Scholars such as MacCulloch, Bates and Beckwith & Tiller class it as "receptionism". In describing Cranmer's changes to the communion service in the 1552 Book of Common Prayer, Colin Buchanan writes, "the only 'moment' is reception—and the only point where the bread and wine signify the body and blood is at reception", when the communicants remembered Christ's offering of himself on the cross.

It was also held in some form by Richard Hooker. According to him, the bread is unchanged at the blessing of the priest, but becomes an effectual spiritual sign when received by someone in faith.

This Eucharistic teaching was commonly held by 16th and 17th-century Anglican theologians. It was characteristic of 17th century thought to "insist on the real presence of Christ in the Eucharist, but to profess agnosticism concerning the manner of the presence ..." It remained "the dominant theological position in the Church of England until the Oxford Movement in the early nineteenth century, with varying degrees of emphasis". It is important to remember that it is "a doctrine of the real presence" but one which "relates the presence primarily to the worthy receiver rather than to the elements of bread and wine".
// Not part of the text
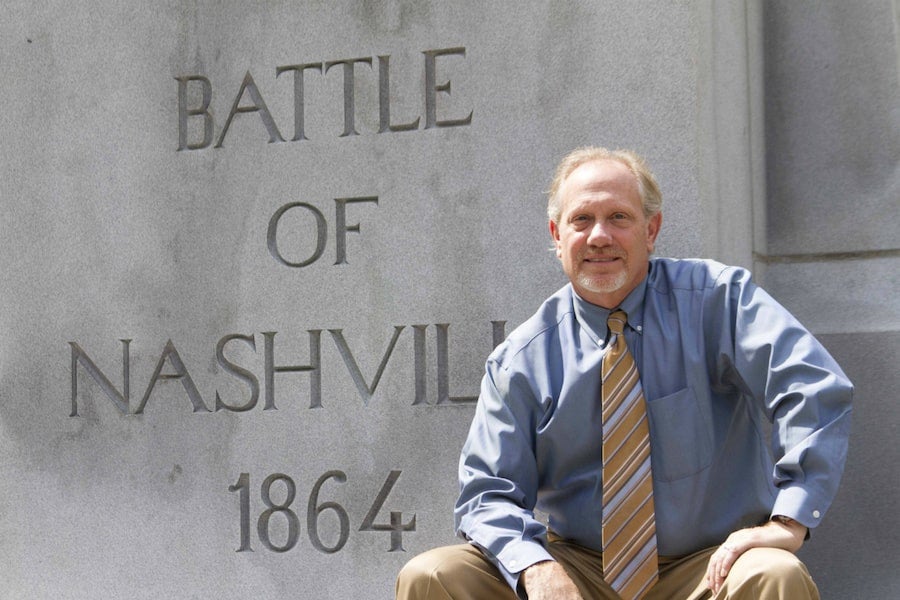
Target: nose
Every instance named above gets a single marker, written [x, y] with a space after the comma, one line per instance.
[598, 235]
Receptionism rules out the practice of Eucharistic adoration, a practice that in any case most Protestants reject as unscriptural.

==Methodism==
The Twenty-five Articles of Religion of Methodism inherited "Of the Lord’s Supper" from the Thirty-Nine Articles of Religion of Anglicanism:

The Supper of the Lord is not only a sign of the love that Christians ought to have among themselves one to another, but rather is a sacrament of our redemption by Christ’s death; insomuch that, to such as rightly, worthily, and with faith receive the same, the bread which we break is a partaking of the body of Christ; and likewise the cup of blessing is a partaking of the blood of Christ. Transubstantiation, or the change of the substance of bread and wine in the Supper of our Lord, cannot be proved by Holy Writ, but is repugnant to the plain words of Scripture, overthroweth the nature of a sacrament, and hath given occasion to many superstitions. The body of Christ is given, taken, and eaten in the Supper, only after a heavenly and spiritual manner. And the mean whereby the body of Christ is received and eaten in the Supper is faith. The Sacrament of the Lord’s Supper was not by Christ’s ordinance reserved, carried about, lifted up, or worshiped.

The Reformed theology of receptionism, or the real spiritual presence, is the view held by Methodists "and is well presented in the Holy Communion hymns of Charles Wesley."

==Rejection of Receptionism==
The Roman Catholic and Lutheran traditions of Christianity reject the doctrine of receptionism as both denominations teach a corporeal presence of Christ in the Eucharist.

===Catholic Church===
The 16th-century Council of Trent condemned this teaching, declaring that "if any one saith, that, after the consecration is completed, the body and blood of our Lord Jesus Christ are not in the admirable sacrament of the Eucharist, but (are there) only during the use, whilst it is being taken, and not either before or after; and that, in the hosts, or consecrated particles, which are reserved or which remain after communion, the true Body of the Lord remaineth not; let him be anathema".

The Catholic Church's rejection of receptionism was reaffirmed by Pope Paul VI in his papal encyclical Mysterium fidei of 3 September 1965. Citing Origen, Hippolytus of Rome, Novatian and Cyril of Alexandria, he stated: "The Catholic Church has always displayed and still displays this latria that ought to be paid to the Sacrament of the Eucharist, both during Mass and outside of it, by taking the greatest possible care of consecrated Hosts, by exposing them to the solemn veneration of the faithful, and by carrying them about in processions to the joy of great numbers of the people."

===Lutheran Churches===
The position regarding the real presence of Christ in the Eucharist in Lutheranism is the sacramental union: the consecrated bread is united with the body of Christ and the consecrated wine is united with the blood of Christ by virtue of Christ's original institution with the result that anyone eating and drinking these "elements"—the consecrated bread and wine—really eats and drinks the physical body and blood of Christ as well.